This is public postmortem for an a complete shutdown of our internal Kubernetes cluster. It’s shared with you all so everyone may learn.

Background

Saltside has multiple Kubernetes clusters for different use cases. This postmortem covers an outage on np.k8s.saltside.io. This is our nonproduction cluster used for general developer experiments and as a target for CI builds. I lead the SRE team at Saltside. We’re responsible for provisioning and maintaining these clusters.

Impact

  • Internal Kubernetes services unavailable inside np.k8s.saltside.io
  • Tiller unavailable (helm commands fail, no helm installs)
  • Unable to create new pods
  • Existing pods in Pending phase become Unknown
  • Flaky delete behavior

Timeline

I had completed a round of work on our application’s Helm chart and needed to test the CI process on my machine before making some commits. The CI process builds charts for all our markets (Efritin.com, Tonaton.com, Ikman.lk, and Bikroy.com), installs them on a cluster (np.k8s.saltside.io), and runs helm test against each release. I fired off the command and monitored pods with watch kubectl get pods. All pods came to the Running phase after sometime. I continued watching the pods incase of failed probes triggering extra restarts. I noticed some pods entered the Pending phase after being Running. I shrugged this off as a transient issue that would resolve itself. Nothing was broken or critical at this point, plus I had a meeting to attend. I expected things to resolve during the meeting.

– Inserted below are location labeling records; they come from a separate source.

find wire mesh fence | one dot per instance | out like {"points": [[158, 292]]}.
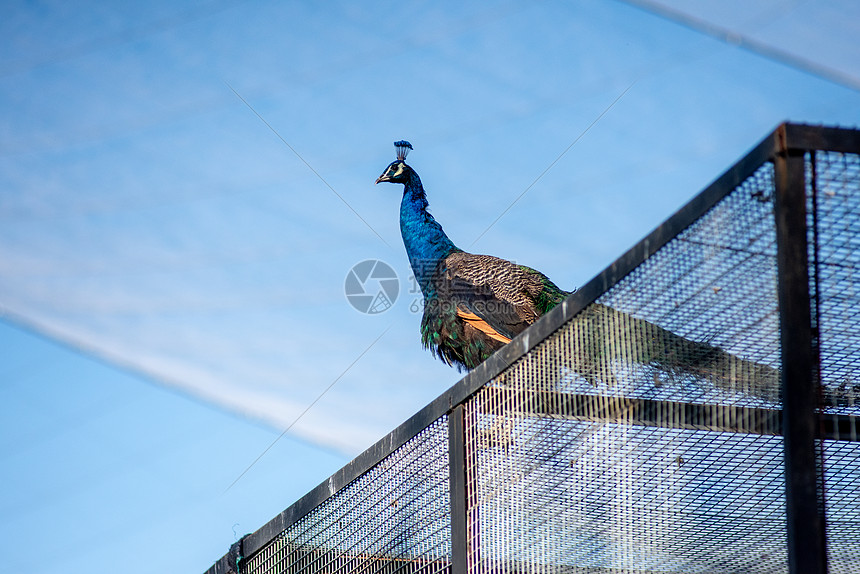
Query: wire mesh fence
{"points": [[642, 426]]}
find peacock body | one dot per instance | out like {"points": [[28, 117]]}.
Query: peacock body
{"points": [[473, 304]]}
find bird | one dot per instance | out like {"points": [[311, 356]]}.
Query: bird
{"points": [[476, 304], [473, 304]]}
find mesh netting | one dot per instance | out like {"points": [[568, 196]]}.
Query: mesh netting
{"points": [[834, 213], [661, 452], [394, 518]]}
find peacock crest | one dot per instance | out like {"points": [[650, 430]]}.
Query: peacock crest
{"points": [[403, 148]]}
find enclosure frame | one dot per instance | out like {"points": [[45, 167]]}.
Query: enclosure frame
{"points": [[802, 427]]}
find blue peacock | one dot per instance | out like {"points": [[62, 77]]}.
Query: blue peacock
{"points": [[475, 304]]}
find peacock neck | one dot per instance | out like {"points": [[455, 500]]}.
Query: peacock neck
{"points": [[425, 241]]}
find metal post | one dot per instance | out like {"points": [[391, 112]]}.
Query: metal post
{"points": [[459, 509], [805, 514]]}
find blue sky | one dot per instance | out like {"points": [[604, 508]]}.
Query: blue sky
{"points": [[172, 270]]}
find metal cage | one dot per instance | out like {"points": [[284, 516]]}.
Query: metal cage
{"points": [[694, 408]]}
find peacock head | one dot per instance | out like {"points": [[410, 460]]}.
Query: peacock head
{"points": [[397, 171]]}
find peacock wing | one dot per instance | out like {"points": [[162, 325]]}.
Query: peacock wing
{"points": [[493, 295]]}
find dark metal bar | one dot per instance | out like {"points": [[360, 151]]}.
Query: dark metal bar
{"points": [[807, 552], [459, 510], [654, 413]]}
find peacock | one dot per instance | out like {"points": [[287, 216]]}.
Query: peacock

I checked on things two hours later. The issue had not resolved itself. It became larger. I noticed pods in an Unknown state. This was new to me and really piqued my interest and made me thing something had definitely gone wrong internally.

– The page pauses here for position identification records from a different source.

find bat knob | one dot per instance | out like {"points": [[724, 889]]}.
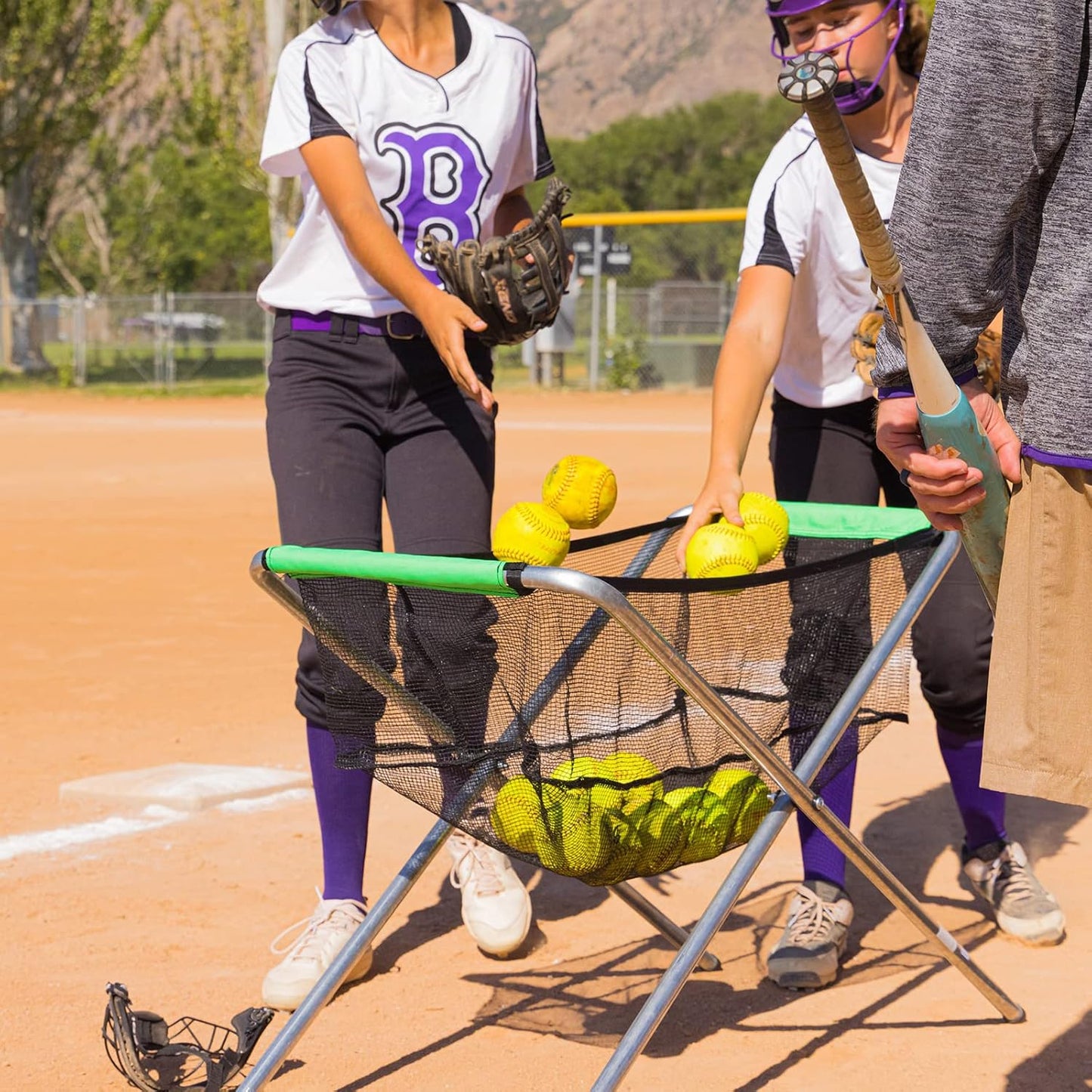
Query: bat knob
{"points": [[809, 78]]}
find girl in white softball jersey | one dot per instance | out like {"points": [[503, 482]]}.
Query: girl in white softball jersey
{"points": [[803, 287], [400, 117]]}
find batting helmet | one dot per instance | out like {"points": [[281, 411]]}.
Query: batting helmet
{"points": [[855, 94]]}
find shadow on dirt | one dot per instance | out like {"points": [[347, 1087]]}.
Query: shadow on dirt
{"points": [[593, 999]]}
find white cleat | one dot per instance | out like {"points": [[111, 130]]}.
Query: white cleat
{"points": [[308, 957], [496, 905]]}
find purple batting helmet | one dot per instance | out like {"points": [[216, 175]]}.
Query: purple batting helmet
{"points": [[856, 94]]}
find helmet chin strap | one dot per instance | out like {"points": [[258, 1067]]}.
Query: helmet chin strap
{"points": [[852, 97]]}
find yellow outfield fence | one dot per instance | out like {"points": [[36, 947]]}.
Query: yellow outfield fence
{"points": [[648, 305]]}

I used kubectl describe pod to find more information. The pod event logs were full of image pulling errors from the container runtime (Docker in our case). Again, I largely wrote this problem off because:

  • This is the nonproduction cluster
  • Node use t2.medium
  • Historically we’ve had a lot of instability from the official Docker registry, so failed pulled are nothing new

My estimation at his point was things has gotten overwhelmed pulling all the images. I decided it would be easier to start deleting things given the uncertainty around the root cause and low business impact of the current conditions.

I attempted to start with deleting Helm releases. This would delete everything (Deployment, Service, Pod, ConfigMap, Secret) without needing to delete individual resources. Unfortunately the tiller pods in kube-system had started trashing. They were in a crash loop for an unknown reason. Now the only option was to delete things outside of helm and worry about helm afterwards.

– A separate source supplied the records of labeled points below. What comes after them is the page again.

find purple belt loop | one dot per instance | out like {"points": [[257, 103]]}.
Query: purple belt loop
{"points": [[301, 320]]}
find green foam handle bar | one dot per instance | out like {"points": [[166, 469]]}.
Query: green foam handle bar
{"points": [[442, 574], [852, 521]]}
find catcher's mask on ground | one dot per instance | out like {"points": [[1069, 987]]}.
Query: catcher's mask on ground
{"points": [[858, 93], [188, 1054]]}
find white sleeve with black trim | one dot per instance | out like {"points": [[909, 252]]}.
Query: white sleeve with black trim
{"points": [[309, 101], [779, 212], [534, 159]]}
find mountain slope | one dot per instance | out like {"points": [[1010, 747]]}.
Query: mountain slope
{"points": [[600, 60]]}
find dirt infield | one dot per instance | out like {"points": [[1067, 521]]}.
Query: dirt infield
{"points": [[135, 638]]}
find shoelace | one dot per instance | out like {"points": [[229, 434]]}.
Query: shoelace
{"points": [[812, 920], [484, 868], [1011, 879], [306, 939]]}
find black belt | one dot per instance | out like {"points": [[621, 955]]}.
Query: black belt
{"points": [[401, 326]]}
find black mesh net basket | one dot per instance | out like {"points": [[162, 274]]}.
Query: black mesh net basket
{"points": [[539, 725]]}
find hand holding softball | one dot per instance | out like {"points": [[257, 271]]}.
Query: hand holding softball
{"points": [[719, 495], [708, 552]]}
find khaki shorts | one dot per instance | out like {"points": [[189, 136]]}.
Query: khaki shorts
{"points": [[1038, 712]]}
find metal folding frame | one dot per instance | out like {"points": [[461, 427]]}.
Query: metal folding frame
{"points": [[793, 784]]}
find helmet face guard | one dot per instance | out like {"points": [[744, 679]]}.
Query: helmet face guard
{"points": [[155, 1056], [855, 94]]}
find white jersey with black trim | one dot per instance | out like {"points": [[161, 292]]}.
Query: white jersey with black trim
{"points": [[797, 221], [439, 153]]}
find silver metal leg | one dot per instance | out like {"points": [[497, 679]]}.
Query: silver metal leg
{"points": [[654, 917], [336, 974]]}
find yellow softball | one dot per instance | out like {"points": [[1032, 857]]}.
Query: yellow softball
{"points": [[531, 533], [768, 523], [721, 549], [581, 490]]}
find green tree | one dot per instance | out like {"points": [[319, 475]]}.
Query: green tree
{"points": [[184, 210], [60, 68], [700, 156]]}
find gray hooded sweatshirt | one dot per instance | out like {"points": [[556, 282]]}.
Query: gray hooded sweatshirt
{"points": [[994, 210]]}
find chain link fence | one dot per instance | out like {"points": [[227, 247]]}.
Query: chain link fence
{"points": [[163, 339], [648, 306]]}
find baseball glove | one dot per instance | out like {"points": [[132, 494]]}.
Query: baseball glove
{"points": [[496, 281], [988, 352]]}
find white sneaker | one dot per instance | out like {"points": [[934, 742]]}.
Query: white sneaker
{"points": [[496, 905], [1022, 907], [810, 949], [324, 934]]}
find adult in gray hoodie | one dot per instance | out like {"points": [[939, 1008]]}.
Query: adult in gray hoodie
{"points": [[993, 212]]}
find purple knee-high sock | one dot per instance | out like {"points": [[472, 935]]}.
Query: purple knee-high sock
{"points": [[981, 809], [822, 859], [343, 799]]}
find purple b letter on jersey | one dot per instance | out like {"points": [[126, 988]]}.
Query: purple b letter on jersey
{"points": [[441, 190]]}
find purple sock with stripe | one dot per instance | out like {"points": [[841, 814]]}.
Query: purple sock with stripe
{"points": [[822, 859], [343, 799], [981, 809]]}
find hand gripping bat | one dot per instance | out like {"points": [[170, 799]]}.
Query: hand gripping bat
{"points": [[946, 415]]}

Initial kubectl delete commands seemed to work successfully but nothing actually was removed. I started to assume there was some strange internal inconsistency that was being exacerbated by CPU/Memory/Disk consumption. A quick google search (naturally leading to Stack overflow) revealed a way to forcibly delete resources. I added --force --grace-period=0 and attempted to delete pods. The pods where removed from Kubernetes (not known in kubectl get). However I did not verify at Docker level (which should have been done). Now I needed turned my attention to restoring thetiller service.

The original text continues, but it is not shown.